I am thinking of puting the Drums in the corner of the gayrage and sticking the amps kinda at an angle facing the drums... so that the amps won't be in our faces but faced at Joey (my drummer and other bro).... bwahahaha.

What is the typical best layout for a jam/practice space? Now, I already have the couch, beer fridge, poker table and other necessary stuff... and that can be put around the important things (amps), I basically have a 2 1/4 car garage that's first priority is jamming.... storage and everything else works around it.
 
Re: Practice room lay out?

Practice space is for communication -- you need to be able to see and hear each other. Give your drummer/bro room to move, so that he doesn't bang his elbows into the walls while he's playing.

The problem with single cabs is that they blast into the room from their own point in space, and they :fart: all over the one standing right next to them. Try to get everyone an equal distance from each sound source, drums included. As for the rest, quit "schwinging" your "fung" at everybody.
 
Re: Practice room lay out?

The new band that I'm playing started facing each other but has moved to a stage setup (where we plan to play). Our practice area is a room the size of a double garage ... right above a double garage. We have enough equipment between us to just leave it set up with the monitors.

So we occasionally face each other when working on parts ... but most of the time we are hearing things coming from where they will on stage. I think it's helping our communication in that this is what we'll see and hear on stage.

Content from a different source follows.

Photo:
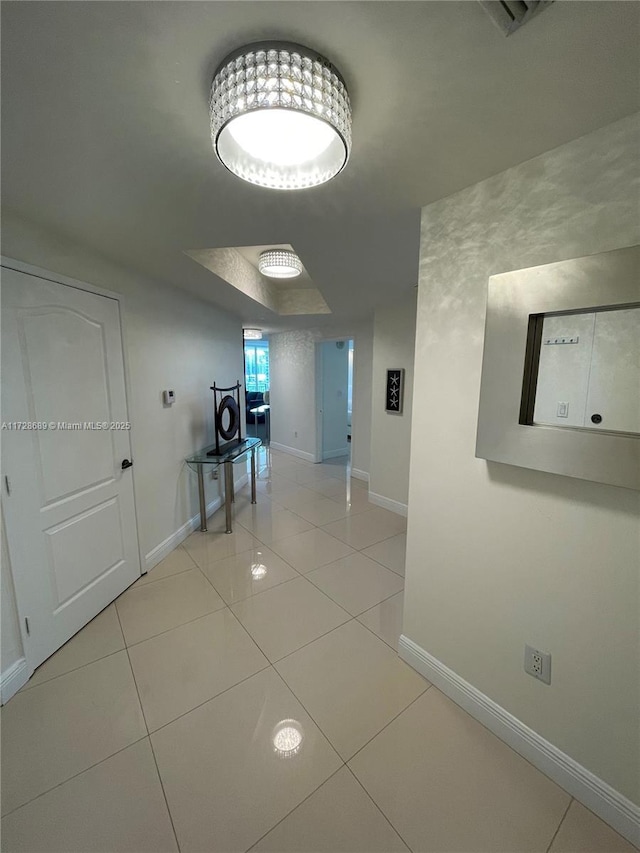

First gigs are in two weeks ... so we'll see. But I think we've improved because we're using this method. Plus we are purposely squeezing the equipment (not cramped) towards the stage sizes the group generally plays in clubs. Keyboard guy runs the sound from "stage left" which is our plan if the club is too small to use the snake rig and use a soundman.

It's basically practicing in real conditions. If that que you always need is behind you at the gig ... what you gonna do?